How is freedom then any different from “Privilege”? And if Freedom pertains to Privilege, then is Freedom also not a factor of Power, and Control, and Choice?

This would be the part where “Free-Will” is a matter of Society (politics), not merely the individual.

In the other thread, I categorized types of freedom:

  1. Physical Freedom (mobility)
  2. Political Freedom (society v individual)
  3. Pathological Freedom (capacity to think and choose)

So what does a truly free man (also for woman) do with his freedom?

How can we recognize the free type?

pondering:

In a sense it is freeing to believe in causality entirely as one can no longer doubt oneself.
If one believes one is free, that means that whatever one is doing is apparently ones free will, therefore one should keep on doing it.
This is at least a treacherous possibility that could emerge in an unfree person.

So within the deterministic system and with this running definition of insanity as doing the same thing over and over expecting a different result, not counting throwing dice, the insane person would be relatively the freest, as he isn’t responding to consequences.
That can also mean that the most stubborn person is the freest.
This ties into the idea of resistance as the kernel of free will.

Resistance is understood as the condition to causality.
If there weren’t resistances, there could be no discernible cause and effect, but only a continuous flow of some no-thingness or whatever.

Why “The resistance” if it is smart always nonsensicalizes the ruling order. Whatever dominion isn’t serious can’t withstand being nonsensicalized. Compare that to Trump who won by being nonsensicalized and responding enthusiastically, that is a great freedom. Thats why I compare him to Lincoln, who acted like Macchiavelli in order to set the definitive moral precedent of humanity; habeas corpus. Trump acted like a silly person to save the world from annihilation and worser things. But this will cause some riot.
Hear hear.

Thats when you really know an effect is going to happen. Rage is the easiest effect to predict; therefore it is the monad.

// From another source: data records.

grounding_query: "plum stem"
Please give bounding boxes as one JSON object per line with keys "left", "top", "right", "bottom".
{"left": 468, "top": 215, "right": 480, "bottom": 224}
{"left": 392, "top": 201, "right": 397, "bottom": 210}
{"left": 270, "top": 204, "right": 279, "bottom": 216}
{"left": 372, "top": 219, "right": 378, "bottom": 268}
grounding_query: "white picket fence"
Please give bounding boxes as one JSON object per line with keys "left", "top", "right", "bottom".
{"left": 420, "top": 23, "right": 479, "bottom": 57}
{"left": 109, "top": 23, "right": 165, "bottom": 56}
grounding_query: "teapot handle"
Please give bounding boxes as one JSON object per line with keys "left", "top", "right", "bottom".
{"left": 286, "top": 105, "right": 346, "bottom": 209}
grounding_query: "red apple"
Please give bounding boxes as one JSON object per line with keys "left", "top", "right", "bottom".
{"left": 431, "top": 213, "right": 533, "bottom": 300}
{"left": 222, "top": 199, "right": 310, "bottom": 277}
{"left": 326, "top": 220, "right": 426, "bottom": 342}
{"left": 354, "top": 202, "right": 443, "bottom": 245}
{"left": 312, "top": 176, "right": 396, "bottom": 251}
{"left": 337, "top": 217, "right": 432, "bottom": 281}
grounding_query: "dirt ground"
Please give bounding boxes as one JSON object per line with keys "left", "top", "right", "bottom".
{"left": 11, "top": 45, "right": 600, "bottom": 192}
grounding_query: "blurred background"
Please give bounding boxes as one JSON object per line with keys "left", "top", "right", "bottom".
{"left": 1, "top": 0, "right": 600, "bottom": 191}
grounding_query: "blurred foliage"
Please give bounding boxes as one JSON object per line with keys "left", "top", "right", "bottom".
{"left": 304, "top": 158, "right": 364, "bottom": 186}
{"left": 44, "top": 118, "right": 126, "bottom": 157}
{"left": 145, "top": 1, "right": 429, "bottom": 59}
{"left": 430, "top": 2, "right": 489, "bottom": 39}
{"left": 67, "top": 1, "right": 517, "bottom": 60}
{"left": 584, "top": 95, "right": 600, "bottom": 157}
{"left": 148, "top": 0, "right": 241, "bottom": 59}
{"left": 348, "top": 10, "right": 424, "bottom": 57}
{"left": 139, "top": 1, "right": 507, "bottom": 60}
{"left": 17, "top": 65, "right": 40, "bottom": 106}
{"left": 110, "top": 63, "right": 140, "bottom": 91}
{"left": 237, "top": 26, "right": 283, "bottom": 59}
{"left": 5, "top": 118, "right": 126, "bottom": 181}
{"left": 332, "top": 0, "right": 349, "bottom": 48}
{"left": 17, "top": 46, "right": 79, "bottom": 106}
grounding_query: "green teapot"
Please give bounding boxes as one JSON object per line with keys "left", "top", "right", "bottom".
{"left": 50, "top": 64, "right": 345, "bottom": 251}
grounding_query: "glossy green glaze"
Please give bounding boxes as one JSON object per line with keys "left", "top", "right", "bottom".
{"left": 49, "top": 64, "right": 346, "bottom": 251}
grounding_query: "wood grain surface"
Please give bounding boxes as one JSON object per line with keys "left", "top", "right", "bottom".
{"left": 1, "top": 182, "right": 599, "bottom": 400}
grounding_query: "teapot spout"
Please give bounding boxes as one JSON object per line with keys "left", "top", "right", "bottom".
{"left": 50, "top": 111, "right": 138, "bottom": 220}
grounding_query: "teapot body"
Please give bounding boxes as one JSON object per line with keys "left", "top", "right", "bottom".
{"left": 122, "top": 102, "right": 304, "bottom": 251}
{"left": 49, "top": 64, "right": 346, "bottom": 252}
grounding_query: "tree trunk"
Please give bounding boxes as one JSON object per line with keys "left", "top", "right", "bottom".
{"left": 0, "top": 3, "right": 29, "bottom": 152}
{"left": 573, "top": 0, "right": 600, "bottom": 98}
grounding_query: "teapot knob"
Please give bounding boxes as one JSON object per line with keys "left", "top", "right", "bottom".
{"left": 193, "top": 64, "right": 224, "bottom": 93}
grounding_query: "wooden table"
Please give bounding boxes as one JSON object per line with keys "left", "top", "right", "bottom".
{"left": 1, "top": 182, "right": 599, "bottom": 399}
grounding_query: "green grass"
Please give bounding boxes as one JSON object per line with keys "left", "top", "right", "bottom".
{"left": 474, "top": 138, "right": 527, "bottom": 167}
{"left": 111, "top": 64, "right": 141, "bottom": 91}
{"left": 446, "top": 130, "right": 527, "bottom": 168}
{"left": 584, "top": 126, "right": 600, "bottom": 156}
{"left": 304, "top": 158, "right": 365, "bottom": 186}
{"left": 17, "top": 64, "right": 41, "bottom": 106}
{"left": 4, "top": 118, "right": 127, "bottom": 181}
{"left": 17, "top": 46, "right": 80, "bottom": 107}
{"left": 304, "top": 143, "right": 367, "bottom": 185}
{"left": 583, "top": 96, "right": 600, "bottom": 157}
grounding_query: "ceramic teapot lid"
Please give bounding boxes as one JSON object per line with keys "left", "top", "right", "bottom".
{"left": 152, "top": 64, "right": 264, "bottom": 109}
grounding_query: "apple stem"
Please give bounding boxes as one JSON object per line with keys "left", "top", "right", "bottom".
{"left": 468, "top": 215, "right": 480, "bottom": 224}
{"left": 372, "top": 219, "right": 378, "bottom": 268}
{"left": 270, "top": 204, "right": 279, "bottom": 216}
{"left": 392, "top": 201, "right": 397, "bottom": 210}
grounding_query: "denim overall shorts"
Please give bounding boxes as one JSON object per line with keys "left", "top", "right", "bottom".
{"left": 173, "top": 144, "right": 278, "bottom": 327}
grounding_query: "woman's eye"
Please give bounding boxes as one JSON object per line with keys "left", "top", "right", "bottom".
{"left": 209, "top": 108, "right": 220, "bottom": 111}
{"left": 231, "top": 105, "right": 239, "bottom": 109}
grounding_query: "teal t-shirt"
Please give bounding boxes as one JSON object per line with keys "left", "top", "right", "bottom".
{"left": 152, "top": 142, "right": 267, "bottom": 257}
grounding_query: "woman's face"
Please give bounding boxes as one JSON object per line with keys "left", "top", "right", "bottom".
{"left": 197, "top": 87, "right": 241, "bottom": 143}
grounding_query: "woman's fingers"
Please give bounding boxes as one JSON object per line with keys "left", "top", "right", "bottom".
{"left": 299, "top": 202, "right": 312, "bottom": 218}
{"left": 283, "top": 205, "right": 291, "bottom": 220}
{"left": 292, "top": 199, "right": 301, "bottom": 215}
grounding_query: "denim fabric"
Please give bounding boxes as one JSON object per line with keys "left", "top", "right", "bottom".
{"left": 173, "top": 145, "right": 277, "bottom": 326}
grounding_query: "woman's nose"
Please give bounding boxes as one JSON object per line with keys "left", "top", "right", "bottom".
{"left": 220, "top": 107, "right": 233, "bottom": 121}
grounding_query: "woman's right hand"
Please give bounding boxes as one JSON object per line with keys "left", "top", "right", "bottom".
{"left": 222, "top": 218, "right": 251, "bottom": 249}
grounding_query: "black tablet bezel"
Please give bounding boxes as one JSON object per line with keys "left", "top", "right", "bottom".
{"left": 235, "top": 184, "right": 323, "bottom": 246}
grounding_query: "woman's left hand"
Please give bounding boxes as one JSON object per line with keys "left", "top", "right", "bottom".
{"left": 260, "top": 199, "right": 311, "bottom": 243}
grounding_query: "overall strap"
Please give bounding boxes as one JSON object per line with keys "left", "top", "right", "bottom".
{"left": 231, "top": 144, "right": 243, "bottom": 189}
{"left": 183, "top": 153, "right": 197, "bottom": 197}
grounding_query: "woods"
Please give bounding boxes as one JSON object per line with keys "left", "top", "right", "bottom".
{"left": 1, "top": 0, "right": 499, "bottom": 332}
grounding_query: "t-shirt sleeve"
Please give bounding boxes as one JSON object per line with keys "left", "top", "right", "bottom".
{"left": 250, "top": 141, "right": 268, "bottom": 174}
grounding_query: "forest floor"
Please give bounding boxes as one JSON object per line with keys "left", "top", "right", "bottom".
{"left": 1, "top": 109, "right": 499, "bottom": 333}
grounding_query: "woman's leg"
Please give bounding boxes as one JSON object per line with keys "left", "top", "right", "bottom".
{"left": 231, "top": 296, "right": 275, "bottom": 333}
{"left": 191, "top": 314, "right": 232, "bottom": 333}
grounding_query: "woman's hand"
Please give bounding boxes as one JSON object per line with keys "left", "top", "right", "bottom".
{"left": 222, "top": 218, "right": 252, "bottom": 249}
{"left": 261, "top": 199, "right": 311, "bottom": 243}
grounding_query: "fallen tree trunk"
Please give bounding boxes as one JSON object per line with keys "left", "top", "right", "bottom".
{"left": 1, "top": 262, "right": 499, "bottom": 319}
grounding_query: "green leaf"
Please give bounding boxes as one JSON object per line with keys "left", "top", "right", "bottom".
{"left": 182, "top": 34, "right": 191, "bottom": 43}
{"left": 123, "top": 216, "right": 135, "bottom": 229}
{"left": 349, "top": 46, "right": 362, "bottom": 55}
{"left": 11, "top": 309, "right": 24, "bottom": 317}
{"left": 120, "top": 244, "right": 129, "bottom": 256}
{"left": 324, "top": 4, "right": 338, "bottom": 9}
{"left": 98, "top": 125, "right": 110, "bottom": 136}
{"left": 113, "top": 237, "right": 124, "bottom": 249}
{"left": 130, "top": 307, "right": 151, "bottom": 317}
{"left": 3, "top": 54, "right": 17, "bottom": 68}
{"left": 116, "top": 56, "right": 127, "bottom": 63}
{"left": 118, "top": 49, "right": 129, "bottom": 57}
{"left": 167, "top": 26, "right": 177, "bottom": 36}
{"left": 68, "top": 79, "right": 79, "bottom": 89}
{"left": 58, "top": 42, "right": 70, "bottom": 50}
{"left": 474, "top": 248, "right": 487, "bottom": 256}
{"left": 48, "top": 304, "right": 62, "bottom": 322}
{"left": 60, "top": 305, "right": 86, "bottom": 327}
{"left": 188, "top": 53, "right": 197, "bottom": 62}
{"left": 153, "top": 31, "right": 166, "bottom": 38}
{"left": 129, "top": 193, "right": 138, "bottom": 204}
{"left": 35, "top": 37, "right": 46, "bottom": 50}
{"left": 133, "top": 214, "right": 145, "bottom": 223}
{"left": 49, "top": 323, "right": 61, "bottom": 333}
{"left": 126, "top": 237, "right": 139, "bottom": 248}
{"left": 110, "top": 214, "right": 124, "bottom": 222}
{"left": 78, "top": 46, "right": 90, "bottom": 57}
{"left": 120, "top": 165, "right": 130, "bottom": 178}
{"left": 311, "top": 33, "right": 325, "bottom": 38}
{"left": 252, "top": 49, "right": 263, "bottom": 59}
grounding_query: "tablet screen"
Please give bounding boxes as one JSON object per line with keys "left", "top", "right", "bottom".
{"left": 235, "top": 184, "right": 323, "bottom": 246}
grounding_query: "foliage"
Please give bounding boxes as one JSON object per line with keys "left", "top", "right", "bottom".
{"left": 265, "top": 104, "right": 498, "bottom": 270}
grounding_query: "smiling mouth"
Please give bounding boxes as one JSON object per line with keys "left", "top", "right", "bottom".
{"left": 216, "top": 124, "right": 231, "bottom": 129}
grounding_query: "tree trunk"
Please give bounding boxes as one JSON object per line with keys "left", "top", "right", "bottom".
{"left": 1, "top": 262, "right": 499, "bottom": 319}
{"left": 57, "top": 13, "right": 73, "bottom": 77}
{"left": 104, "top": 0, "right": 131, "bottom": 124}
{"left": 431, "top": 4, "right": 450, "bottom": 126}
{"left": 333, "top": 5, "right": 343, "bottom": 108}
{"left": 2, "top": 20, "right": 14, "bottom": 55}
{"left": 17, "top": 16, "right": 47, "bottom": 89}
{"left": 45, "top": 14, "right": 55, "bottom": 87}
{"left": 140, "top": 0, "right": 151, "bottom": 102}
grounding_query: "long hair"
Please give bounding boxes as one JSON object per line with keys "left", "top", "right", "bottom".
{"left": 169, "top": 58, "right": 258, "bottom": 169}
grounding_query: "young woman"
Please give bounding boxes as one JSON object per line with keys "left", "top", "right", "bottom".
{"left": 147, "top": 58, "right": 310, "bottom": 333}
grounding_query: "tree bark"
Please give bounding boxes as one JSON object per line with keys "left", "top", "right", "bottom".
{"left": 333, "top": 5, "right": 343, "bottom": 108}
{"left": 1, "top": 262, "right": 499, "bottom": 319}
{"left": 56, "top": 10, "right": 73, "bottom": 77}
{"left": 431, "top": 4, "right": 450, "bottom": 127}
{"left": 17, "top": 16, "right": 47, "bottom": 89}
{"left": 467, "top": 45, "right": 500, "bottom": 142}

Someone still needs to surpass The Shawshank Redemption.

Deterministic philosophy is like Wing Chun: if the way is free we go forward.

(edit I was going to judge that but Wing Chun is still elegantly effective where it matters)

And Ive seen people who thought they were the freest get caught and lost. There is always more than you can discern. I thought that this ws an argument against determinism but in practice it speaks for it. If freedom is set, rather than as a given, as a value, then one can use all that is determined, known and unknown, to actually act like a free agent. If it is seen as a given, then this brings, ironically, a heavy responsibility. And alternately, a furious ecstasy - the master of the temple versus the Maenad.

This is precisely what it is, determinism determines itself free. That’s what trial and error and truth from that trial and error, is. Determinism is determining itself free by options and complexity. So it would seem, that is what wisdom is and the pursuit of it.